Note: This article, by Ron Roizen, was published in the Shoshone News-Press on October 14, 2016. (For more on the Rossi murder, see here.)

Today, October 14, 2016, marks the 100th anniversary of Herman J. Rossi’s acquittal, by a jury of his peers, for the murder of his wife’s alleged lover.
Rossi had shot Clarence “Gabe” Dahlquist three-and-a-half months earlier, on the evening of June 30, 1916. The incident occurred in the lobby of the Samuels Hotel, in downtown Wallace, then a booming mining town.
Earlier that same day, Rossi had returned to Wallace from a politics-related trip to Boise. He’d gone to his office to catch up on work obligations. Then, later in the afternoon, he’d returned home to find his wife, Mabel (nee Price) Rossi, at home in a disheveled state in their bedroom. On pressing the matter with both his wife and the maid he employed, Ruth Melville, a very angry Rossi discovered that Mabel had spent much of the past three days (and nights) partying with Clarence Dahlquist, a popular local musician. The frame of their brass bedstead was “bent down” and Mrs. Rossi had telltale bruises on her neck. Mabel protested that if anything had happened between Dahlquist and herself it was because she was drunk.
Herman J. Rossi was a widely respected businessman and a former mayor – incidentally, he’d be elected mayor twice again in years following the trial as well.

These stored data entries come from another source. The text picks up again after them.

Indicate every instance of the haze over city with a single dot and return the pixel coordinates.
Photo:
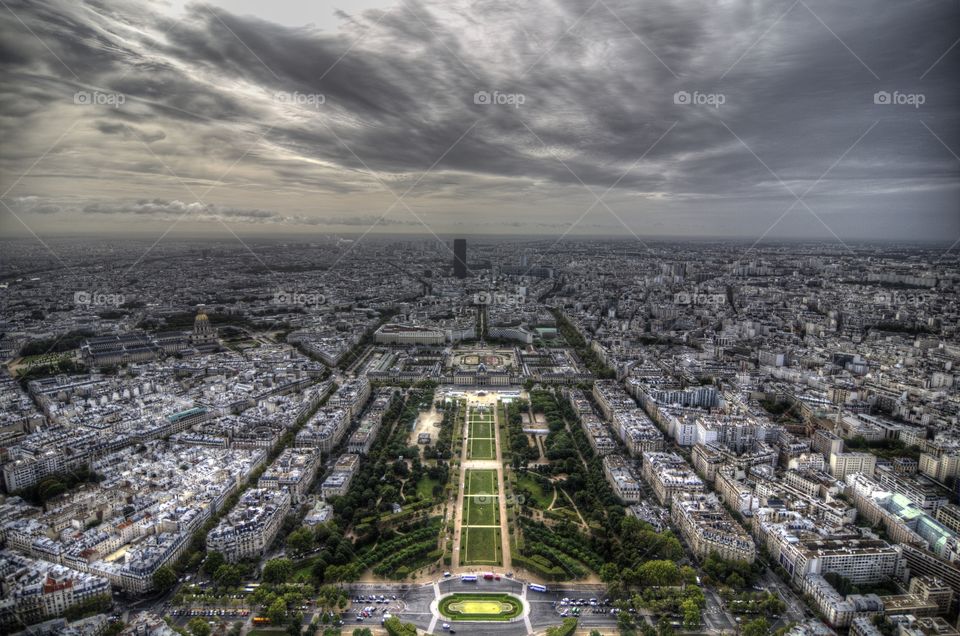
(547, 318)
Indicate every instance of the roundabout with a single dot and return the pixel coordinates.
(470, 606)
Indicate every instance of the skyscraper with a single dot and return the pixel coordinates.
(460, 258)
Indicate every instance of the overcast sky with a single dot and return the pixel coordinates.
(726, 118)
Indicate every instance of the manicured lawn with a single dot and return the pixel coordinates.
(542, 496)
(481, 449)
(483, 510)
(480, 607)
(425, 487)
(481, 482)
(480, 546)
(480, 430)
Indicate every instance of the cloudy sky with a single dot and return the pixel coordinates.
(731, 118)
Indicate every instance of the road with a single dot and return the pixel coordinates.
(413, 605)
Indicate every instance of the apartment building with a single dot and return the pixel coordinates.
(249, 529)
(668, 474)
(338, 481)
(294, 471)
(843, 464)
(708, 528)
(621, 478)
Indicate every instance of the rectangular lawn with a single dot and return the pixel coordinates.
(481, 482)
(483, 510)
(481, 546)
(481, 430)
(482, 449)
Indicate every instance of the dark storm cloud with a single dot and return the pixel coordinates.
(299, 109)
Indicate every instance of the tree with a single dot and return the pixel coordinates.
(277, 570)
(198, 627)
(691, 613)
(213, 561)
(756, 627)
(300, 540)
(164, 578)
(568, 627)
(659, 573)
(395, 628)
(227, 575)
(277, 612)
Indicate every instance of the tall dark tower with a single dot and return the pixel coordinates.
(460, 258)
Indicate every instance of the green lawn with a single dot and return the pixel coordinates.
(480, 430)
(480, 546)
(481, 482)
(480, 607)
(425, 487)
(542, 496)
(481, 511)
(482, 449)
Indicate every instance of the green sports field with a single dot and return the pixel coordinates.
(481, 430)
(482, 510)
(480, 607)
(482, 449)
(481, 482)
(480, 546)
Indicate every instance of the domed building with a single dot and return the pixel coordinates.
(204, 336)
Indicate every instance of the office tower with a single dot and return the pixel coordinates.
(460, 258)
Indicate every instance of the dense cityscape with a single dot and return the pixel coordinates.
(498, 317)
(692, 436)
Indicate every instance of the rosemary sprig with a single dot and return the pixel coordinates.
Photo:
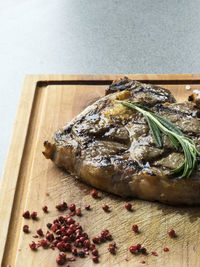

From home, Rossi marched down to the Samuel’s, where he shot Dahlquist a single time and then warned the wounded man to leave Wallace immediately.
First reports were uncertain about the victim’s condition. Dahlquist had been taken to Providence Hospital and was initially reported as “resting easily” after the shooting. But the victim died the following day, July 1.
Newspaper reporters also didn’t know quite what to make of the shooting itself. What had occasioned it? Rossi would give no statement to the press. Rumors circulated however that “family troubles,” as it was courteously put, lay behind the behind the shocking incident.
It was only in October, with the commencement of Rossi’s trail at Shoshone County’s courthouse in Wallace, that a clearer picture of the reasons for Rossi’s grave and violent act would emerge.
Then, like a photographic image slowly taking shape in the developer solution, the crime’s intimate history began to take form. Necessity, in this case, became the parent of revelation. Herman Rossi needed to tell his story as fully and effectively as possible in order to defend himself at his trial.
The shooting event itself was simple enough. A number of witnesses at Samuels Hotel’s lobby described it more or less the same way.
Beyond the interpersonal drama at hand, the accounts offered by the players in these events revealed and reflected a great deal about the tenor of the times and about the culture the players inhabited, both in lonely little Wallace and across a wider American cultural landscape.
Herman J. Rossi was a man fashioned after Teddy Roosevelt’s ideal of virile and uber-manly manhood.
Mabel Price Rossi, in sharp contrast, might have been ripped from the tear-jerking pages of a contemporary temperance novel. Mr. Rossi struggled for years to keep young Mabel sober and free her from the grip of her “drink” habit. Mrs. Rossi, on the other hand, played out the part of an ingénue bride brought low by the fast crowd her marriage to a socially superior mate exposed her to.
If Herman Rossi was T.R.’s manhood incarnate, then Mabel Rossi was Mary Pickford, brow cast downward because her upwardly mobile marriage had thrown her into John Barleycorn’s tight embrace.
Here, then, was a gripping western melodrama very much of the times.
The jury would acquit him in “less than 20 minutes,” on grounds of temporary insanity.
On hearing the verdict read out, the packed courtroom exploded in “deafening” cheers and applause; Rossi triumphantly slammed the tabletop in front of him with a heavy hand.
Soon thereafter, with the ink on Rossi’s not guilty verdict still only barely dry, Herman Rossi sued Mabel Rossi for divorce, citing immorality and habitual intemperance. Mabel, on the other hand, declared her intention to fight the divorce by filing a countersuit.
She claimed, among other things, that her husband was the one responsible for her downfall.
The subsequent struggle between husband and wife would bring out into the open two strikingly different pictures of the events leading up to the Clarence Dahlquist’s tragic murder.